TAKHAR (Pajhwok): Officials of the Swedish Committee for Afghanistan (SCA) say the committee has established local schools for uneducated children in rural areas in the northeastern zone of the country.
The committee says the schools have been operational in Baghlan, Kunduz, Takhar and Badakhshan provinces since 2005 to improve the skills of rural children.
Qudratullah Attayee, a spokesman for SCA in the northwest, said that the schools had been set up mostly in remote areas with impassable routes where government agencies could not provide quality education.
He said that 31,481 children received education in the local schools in the mentioned provinces.
He added that SCA also helped 21,154 students get enrolled in public schools since the beginning of the program.
Attayee said that most of these students were children with disabilities, nomads and girls who had been deprived of going to school. Students learn for up to the sixth grade in these schools and then are introduced to public schools, he said.
The establishment of local schools by SCA in the northeastern zone has not only provided hope for children deprived of literacy, but has also provided employment opportunities for a number of educated people.
Atiqullah, a resident of Baghlan province, termed the establishment of local schools a positive development, saying that the villagers actually needed such a program so that their children could be educated in the future.
Simagul, a teacher in one of the local schools, says she has been a teacher for six years and receives a monthly salary of 8,000 afghanis, which helped her meet her family’s needs.
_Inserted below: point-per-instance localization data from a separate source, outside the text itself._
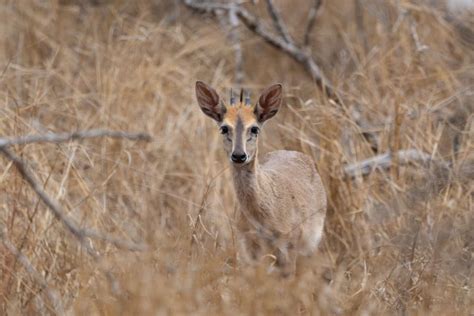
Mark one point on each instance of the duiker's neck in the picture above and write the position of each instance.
(246, 180)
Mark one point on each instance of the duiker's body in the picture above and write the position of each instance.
(282, 202)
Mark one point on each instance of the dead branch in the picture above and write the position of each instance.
(278, 22)
(385, 161)
(311, 21)
(65, 137)
(58, 212)
(50, 293)
(255, 25)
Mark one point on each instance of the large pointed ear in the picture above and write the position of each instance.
(208, 100)
(269, 103)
MusawerQaderi, an education expert in Takhar, told Pajhwok that SCA program for promoting education was a positive step and hoped the program would continue in the future.
Education officials in Baghlan, Kunduz, Takhar and Badakhshan provinces welcomed SCA programs in Afghanistan, particularly in education sector.
They consider the establishment of local classes by SCA as a positive step towards literacy of poor and rural children.